Speech deepfake detection (SDD) is essential for maintaining trust in voice-driven technologies and digital media. Although recent SDD systems increasingly rely on self-supervised learning (SSL) representations that capture rich contextual information, complementary signal-driven acoustic features remain important for modeling fine-grained structural properties of speech. Most existing acoustic front ends are based on time-frequency representations, which do not fully exploit higher-order spectral dependencies inherent in speech signals. We introduce a cyclostationarity-inspired acoustic feature extraction framework for SDD based on spectral correlation density (SCD). The proposed features model periodic statistical structures in speech by capturing spectral correlations between frequency components. In particular, we propose temporally structured SCD features that characterize the evolution of spectral and cyclic-frequency components over time. The effectiveness and complementarity of the proposed features are evaluated using multiple countermeasure architectures, including convolutional neural networks, SSL-based embedding systems, and hybrid fusion models. Experiments on ASVspoof 2019 LA, ASVspoof 2021 DF, and ASVspoof 5 demonstrate that SCD-based features provide complementary discriminative information to SSL embeddings and conventional acoustic representations. In particular, fusion of SSL and SCD embeddings reduces the equal error rate on ASVspoof 2019 LA from $8.28\%$ to $0.98\%$, and yields consistent improvements on the challenging ASVspoof 5 dataset. The results highlight cyclostationary signal analysis as a theoretically grounded and effective front end for speech deepfake detection.

Figures (9)

• Figure 1: Visualization of four modulated signals $x_1[n]$–$x_4[n]$ defined in \ref{['eq:ex1_1']}–\ref{['eq:ex1_4']}. From top to bottom: time-domain waveforms (first 320 samples, corresponding to 20 ms), STFT spectrograms, two-dimensional SCD representations $\text{SCD}(f,\alpha)$, one-dimensional $\text{SCD}(\alpha)$ obtained by averaging $\text{SCD}(f,\alpha)$ over spectral frequency $f$, and one-dimensional $\text{SCD}(f)$ obtained by averaging over cyclic frequency $\alpha$. For clarity of visualization, the one-dimensional $\text{SCD}(\alpha)$ and $\text{SCD}(f)$ plots are shown over the frequency range $\alpha, f \in [0, 1000]$ Hz.

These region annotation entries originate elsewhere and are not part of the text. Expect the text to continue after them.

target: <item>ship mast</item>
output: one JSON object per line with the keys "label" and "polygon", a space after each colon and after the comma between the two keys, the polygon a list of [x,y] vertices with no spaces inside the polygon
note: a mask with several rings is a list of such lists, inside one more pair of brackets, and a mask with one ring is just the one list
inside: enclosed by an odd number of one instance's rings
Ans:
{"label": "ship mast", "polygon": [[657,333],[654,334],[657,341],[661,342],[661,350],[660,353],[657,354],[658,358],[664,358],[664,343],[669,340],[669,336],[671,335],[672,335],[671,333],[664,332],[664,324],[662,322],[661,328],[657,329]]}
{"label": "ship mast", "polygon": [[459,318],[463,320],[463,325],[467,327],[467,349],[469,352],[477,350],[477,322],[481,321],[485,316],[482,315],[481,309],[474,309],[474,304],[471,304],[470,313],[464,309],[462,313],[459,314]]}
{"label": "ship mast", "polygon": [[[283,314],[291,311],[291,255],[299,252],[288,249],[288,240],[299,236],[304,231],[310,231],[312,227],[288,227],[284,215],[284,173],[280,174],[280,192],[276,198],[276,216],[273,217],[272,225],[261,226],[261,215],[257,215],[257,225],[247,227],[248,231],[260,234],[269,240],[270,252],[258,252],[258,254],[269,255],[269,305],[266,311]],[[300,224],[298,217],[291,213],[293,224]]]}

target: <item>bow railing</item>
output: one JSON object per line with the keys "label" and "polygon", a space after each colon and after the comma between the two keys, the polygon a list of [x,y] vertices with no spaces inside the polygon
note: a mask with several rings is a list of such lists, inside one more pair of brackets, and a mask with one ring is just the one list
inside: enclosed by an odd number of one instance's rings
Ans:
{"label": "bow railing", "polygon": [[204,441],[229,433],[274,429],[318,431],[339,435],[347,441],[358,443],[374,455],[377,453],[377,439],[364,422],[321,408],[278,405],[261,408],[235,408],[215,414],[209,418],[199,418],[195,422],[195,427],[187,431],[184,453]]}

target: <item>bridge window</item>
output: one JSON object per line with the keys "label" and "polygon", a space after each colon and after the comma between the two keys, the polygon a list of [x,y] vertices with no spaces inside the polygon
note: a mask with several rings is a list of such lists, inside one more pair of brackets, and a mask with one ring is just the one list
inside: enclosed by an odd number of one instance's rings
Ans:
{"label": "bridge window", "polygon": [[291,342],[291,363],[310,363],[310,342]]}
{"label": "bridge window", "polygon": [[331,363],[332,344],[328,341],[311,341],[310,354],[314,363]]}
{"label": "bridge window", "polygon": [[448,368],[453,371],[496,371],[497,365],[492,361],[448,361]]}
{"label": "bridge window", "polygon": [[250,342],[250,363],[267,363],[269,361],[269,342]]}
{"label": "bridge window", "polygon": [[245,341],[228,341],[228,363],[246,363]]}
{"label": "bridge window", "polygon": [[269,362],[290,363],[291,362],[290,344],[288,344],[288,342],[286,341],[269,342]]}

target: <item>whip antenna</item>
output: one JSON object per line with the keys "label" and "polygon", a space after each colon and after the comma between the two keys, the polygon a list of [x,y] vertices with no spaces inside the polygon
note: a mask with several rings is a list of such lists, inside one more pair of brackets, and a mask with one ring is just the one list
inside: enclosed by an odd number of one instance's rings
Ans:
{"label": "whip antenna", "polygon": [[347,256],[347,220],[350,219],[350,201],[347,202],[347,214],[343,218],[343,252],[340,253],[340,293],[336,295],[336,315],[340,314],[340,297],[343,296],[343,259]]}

• Figure 2: Comparison of bonafide and synthesized speech signals in the time and cyclostationary domains. Top row: Time-domain waveforms of the original (bonafide) speech signal and speech synthesized using sinusoidal modeling, LPC, WORLD, and neural vocoders. Middle row: Corresponding SCD representations $\text{SCD}(f,\alpha)$. Bottom row: SCD difference maps between the bonafide and synthesized signals, highlighting vocoder-induced artifacts. All synthesized signals were generated from the same bonafide utterance. For the clarity of visualization, only the first one-second long portion of the speech waveforms are displayed in the figure while SCD representations are estimated using the entire utterance.
• Figure 3: Estimation of conventional and proposed temporal SCD features ($\text{SCD}_a$, $\text{SCD}_b$) from speech signal $s[n]$. $^{*}$ denotes complex conjugation.
• Figure 4: Visualization of time–frequency representations for a bonafide speech signal and its HiFi-GAN (v3) synthetic version. The first row shows the STFT spectrogram, the temporal SC representation $\mathrm{SCD}_a(\alpha,t)$, and the spectral-domain representation $\mathrm{SCD}_b(f,t)$ for the bonafide signal. The second row shows the corresponding representations for the synthetic signal. The third row depicts relative difference maps between the bonafide and synthetic features.
• Figure 5: Block diagrams of the four evaluated speech deepfake detection CMs: (a) SE-Res2Net50 CM using handcrafted acoustic features; (b) SSL–SE-Res2Net50 CM using frozen Wav2Vec 2.0 frame-level features; (c) SSL-only CM using utterance-level Wav2Vec 2.0 embeddings with lightweight projection layers; and (d) embedding fusion CM combining frozen SE-Res2Net50 and SSL embeddings via weighted sum (W. Sum), addition (Add), or concatenation (Concat.). Dashed blocks denote frozen modules; solid blocks denote trainable layers. The dimensionalities of intermediate representations are shown. The table reports the number of trainable parameters for each system (rounded to the nearest thousand), excluding the frozen SSL backbone.